The Agrahara Insurance Scheme was initially introduced by the Ministry of Public Administration and Home Affairs in 1997, mainly aimed at the upliftment of livelihoods of all public sector officers, including provincial public officers and their family members.
In 2005, the government made it compulsory for all officers in public service, including the provincial public service, to subscribe to this scheme by contributing a premium of Rs.75 monthly with the Treasury contributing Rs.69 per officer.
“Even though, the objective of the Fund is to get all public officers contributing to the Agrahara Insurance Scheme, it failed to get all public officers contributing to the Fund,” the Auditor General, W.P.C. Wickramaratne said in a special audit report, which was submitted to the Parliament recently.
As at 30th June 2019, it was compulsory for 879,427 public servants to subscribe to the scheme, however, the Auditor General noted that only 743,973 public servants subscribed to it by end-June in 2019.

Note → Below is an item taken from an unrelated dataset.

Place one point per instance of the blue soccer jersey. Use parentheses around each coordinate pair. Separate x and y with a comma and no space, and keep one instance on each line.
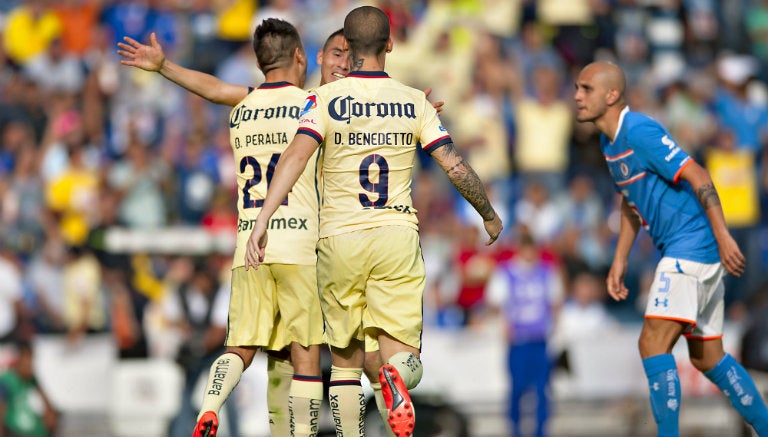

According to a survey conducted by the Auditor General’s Office, 35 percent of public officers weren’t even aware of the existence of this insurance scheme, although 665 awareness programmes had been conducted in 2018 and 2019 about the insurance scheme.
In 2006, Agrahara Insurance Fund was brought under the newly established National Insurance Trust Fund (NITF) Board from Sri Lankan Insurance. Subsequently, the monthly premium was increased to Rs.125. Further, the Fund introduced two new voluntary Gold and Silver health schemes in 2016 subject to a monthly premium of Rs.600 and Rs.300 respectively, while expanding benefits offered by the schemes.
The Fund was able to earn a profit of Rs.267 million in 2014 due to contribution from the Treasury. However, since then, the profits went downhill gradually. As per the financial reports of the Fund, it incurred losses amounting to Rs.127 million and Rs.264 million in 2017 and 2018.
Meanwhile, Wickramaratne raised deep concerns on poor service standards and efficiency when processing insurance claims.
Although, claims are required to be processed within 10 working days, there had been occasions where processing period had been dragging for five months and even by a year at times.
In addition, Wickramaratne also highlighted a high number of claim rejections made by government servants.
“The fund had not taken action to pay for 30,742 applications from 2003 to 2013 and 87,161 after the period from 2013 which had been identified as applications with errors, can be identified as a major problem,” he added.
The Auditor General also pointed at wastages occurred in procuring E-cards and insurance cards at high costs with lack of planning. “Sixty-five percent or 65,504 normal cards purchased in June 2018 and 37 percent of the gold cards purchased in February 2019 had remained in the institute even by 10 October 2019. Action had not been taken to input data into 13,750 cards as well. It was also observed that those cards had been stacked near the exit door of the building without any protection,” he elaborated. He urged the NITF to conduct a formal inquiry concerning responsible parties who had purchased cards and machines uneconomically in 2012. Moreover, the Fund was yet to implement additional benefits and new initiatives announced in 2016 through a circular. In particular, Wickramaratne noted that the Fund is yet to pursue required steps to implement the loan insurance scheme. “Even though the new Agrahara Insurance Scheme commenced in 2016, the Fund had not taken action to conduct a formal analysis and implement it as a compulsory insurance scheme,” he noted. According to him, there were significant obstacles in conducting the audit as the Fund didn’t have proper methodology in record keeping of different insurance schemes and maintaining separate accounts of their clients. “Take steps to introduce a proper methodology on accounts being opened in the name of each member who had contributed to the Agrahara Insurance Scheme and maintain updating it,” the Auditor General urged in his report.